Only 81% of commercial email is reaching inboxes, according to a new benchmark report from Return Path.
This means globally, one out of every five commercial email is landing in a spam or junk folder (7%) or getting blocked by ISP level filtering (12%), says Tom Sather, director of professional services for Return Path.
There was a slight up-tick in delivery rates in the US but overall, results stayed level, with B2B inbox rates at 80% and B2C at 86%. While Sather was a bit surprised that B2B delivery rates weren't much lower, given that they have to get through enterprise systems like Microsoft Exchange, B2B hasn't really been hit with reputation filtering yet.
"That will change over time, as B2B emails get outsourced into the cloud," says Sather. "The transition will happen slowly, so marketers will adapt."
B2B marketers in particular have a big challenge getting good leads. A reliance here on rented files can be dangerous, as rented lists can be riddled with spam traps, he warns. "That's what destroys email lists."
In B2C, many marketers aren't paying close attention to inbox placement rates.
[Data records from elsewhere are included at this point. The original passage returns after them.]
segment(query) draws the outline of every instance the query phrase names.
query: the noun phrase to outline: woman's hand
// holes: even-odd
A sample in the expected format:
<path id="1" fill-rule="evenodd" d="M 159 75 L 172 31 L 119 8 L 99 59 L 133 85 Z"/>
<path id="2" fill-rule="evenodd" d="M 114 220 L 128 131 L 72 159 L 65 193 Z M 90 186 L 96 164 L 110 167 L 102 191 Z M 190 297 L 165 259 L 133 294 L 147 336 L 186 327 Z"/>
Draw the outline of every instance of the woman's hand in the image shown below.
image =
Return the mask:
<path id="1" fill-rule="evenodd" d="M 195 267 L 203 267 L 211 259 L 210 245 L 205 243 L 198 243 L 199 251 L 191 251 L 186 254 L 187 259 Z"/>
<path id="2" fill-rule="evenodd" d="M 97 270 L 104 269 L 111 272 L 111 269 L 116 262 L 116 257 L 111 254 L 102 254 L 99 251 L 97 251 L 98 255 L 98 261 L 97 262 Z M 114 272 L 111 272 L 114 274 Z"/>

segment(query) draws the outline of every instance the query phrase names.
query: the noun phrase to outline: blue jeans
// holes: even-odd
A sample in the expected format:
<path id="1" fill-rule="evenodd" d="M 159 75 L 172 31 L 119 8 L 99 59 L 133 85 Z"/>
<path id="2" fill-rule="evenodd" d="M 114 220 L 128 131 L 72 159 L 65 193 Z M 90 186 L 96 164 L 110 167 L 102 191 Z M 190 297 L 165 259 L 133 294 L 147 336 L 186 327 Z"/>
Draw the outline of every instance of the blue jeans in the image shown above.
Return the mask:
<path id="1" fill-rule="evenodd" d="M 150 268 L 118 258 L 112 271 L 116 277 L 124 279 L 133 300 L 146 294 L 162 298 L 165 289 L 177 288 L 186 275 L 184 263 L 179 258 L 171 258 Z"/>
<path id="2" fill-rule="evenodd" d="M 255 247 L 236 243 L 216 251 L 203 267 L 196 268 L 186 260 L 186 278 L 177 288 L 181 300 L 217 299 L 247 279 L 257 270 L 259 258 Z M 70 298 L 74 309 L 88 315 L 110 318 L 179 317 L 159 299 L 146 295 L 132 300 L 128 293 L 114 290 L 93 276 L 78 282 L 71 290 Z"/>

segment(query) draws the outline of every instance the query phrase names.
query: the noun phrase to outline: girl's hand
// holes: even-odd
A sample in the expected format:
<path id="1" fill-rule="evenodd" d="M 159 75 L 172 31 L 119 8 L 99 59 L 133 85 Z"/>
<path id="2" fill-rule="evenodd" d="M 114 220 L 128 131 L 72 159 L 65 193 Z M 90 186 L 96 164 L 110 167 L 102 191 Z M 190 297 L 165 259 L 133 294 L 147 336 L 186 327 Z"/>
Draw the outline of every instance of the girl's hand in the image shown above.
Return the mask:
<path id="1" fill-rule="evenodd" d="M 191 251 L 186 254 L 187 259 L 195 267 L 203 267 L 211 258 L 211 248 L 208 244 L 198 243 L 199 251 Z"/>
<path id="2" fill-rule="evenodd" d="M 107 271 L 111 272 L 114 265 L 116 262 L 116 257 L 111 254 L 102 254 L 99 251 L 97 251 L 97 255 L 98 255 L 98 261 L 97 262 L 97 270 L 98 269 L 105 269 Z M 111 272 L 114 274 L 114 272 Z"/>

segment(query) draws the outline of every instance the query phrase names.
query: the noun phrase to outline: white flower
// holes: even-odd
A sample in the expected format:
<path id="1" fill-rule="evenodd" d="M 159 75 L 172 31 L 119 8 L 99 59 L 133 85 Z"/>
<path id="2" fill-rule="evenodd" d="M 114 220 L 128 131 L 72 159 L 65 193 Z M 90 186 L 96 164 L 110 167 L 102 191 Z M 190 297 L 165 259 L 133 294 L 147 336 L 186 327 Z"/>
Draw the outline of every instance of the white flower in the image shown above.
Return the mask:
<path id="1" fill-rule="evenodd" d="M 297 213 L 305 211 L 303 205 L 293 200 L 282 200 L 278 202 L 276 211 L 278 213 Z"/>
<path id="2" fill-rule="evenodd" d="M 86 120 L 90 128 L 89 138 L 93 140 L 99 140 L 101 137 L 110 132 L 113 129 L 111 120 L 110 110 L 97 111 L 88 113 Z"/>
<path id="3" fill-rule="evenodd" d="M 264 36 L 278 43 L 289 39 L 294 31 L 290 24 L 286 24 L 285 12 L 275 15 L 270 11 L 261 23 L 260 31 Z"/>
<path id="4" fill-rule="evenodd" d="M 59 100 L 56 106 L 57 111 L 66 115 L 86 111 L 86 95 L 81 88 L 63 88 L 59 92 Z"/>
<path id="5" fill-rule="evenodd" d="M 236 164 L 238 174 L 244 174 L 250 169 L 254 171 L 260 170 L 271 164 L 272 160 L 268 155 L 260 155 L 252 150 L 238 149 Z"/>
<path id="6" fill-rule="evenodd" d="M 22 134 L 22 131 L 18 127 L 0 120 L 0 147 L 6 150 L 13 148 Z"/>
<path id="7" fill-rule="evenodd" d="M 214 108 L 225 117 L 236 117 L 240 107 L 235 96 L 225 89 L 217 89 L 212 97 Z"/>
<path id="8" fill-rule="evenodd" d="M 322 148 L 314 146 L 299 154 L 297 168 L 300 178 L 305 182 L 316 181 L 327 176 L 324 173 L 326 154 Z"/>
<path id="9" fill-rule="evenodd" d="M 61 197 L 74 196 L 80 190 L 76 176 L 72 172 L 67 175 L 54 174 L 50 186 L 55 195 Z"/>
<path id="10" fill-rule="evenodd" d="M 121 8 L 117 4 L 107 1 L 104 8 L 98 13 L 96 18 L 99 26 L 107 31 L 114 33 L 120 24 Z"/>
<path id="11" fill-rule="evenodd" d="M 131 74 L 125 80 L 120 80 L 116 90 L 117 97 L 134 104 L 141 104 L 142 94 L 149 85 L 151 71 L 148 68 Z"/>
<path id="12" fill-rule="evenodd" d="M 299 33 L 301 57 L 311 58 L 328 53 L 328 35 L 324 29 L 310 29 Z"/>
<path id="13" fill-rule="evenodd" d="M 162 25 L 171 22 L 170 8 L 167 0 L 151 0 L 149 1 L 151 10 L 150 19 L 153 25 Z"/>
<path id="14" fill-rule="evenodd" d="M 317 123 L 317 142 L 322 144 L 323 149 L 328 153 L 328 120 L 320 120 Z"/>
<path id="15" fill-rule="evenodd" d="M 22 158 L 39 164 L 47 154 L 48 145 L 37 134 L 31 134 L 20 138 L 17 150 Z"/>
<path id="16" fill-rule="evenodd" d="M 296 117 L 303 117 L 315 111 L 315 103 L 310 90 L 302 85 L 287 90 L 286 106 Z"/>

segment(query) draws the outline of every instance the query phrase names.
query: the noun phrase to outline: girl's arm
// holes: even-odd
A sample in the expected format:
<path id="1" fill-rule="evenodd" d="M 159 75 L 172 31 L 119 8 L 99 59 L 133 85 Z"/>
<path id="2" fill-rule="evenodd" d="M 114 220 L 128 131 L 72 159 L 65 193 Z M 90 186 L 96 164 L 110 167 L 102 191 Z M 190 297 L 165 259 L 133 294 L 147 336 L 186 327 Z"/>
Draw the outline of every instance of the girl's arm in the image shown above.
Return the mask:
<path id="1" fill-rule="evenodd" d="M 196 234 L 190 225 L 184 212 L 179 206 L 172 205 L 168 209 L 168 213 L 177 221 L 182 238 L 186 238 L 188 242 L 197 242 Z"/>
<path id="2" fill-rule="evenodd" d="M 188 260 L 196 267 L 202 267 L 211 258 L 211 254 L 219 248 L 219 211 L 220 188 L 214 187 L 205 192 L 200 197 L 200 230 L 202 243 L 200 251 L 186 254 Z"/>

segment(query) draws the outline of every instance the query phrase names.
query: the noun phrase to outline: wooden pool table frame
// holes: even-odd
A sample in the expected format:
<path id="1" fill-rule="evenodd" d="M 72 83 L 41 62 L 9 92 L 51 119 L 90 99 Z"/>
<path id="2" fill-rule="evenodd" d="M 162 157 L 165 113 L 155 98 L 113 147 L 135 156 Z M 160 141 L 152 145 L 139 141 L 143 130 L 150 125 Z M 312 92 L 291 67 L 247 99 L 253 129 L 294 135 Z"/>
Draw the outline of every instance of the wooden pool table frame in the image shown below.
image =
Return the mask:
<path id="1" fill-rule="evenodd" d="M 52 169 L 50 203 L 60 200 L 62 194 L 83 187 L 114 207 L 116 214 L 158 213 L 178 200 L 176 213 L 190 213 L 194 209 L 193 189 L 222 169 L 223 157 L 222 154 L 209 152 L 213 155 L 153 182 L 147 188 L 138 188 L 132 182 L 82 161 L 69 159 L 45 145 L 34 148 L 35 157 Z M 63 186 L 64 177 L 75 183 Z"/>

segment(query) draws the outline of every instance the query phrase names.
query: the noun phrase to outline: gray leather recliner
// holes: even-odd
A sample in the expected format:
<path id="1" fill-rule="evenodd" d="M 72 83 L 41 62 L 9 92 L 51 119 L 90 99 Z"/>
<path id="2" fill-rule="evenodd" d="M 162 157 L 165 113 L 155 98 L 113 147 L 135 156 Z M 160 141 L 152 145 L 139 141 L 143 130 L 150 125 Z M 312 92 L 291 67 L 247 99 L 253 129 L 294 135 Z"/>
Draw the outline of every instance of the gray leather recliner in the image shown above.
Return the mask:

They might be seeing high delivered rates from their ISP—and this might not include emails that didn't reach the inbox. "You need this reporting capability, so you can find out why emails are being delivered to spam filters," Sather says.
New data about Gmail is showing that while many marketers are averaging a 91% deliverability rate, only 17% of those messages are being directed to priority inboxes within Gmail by recipients.
"That's pretty low," says Sather. "If I was a marketer and saw only 17% of subscribers were actively engaged with my emails, I'd want that to be significantly higher."
As more and more Gmail users enable their priority inboxes, marketer will have a better picture of how engaged subscribers are with their messages. After all, people don't typically interact with anything that winds up in their junk folder, meaning they won't clickthrough or convert, he notes. "And that means you're leaving money on the table."
The report looked at data from Return Path's Mailbox Monitor service from January to June 2011. The study tracked the delivery, blocking and filtering rates for more than 600,000 campaigns. For each campaign, whether the email was missing, received in the inbox or filtered to the junk/spam folder (for those ISPs that use such a folder) was recorded.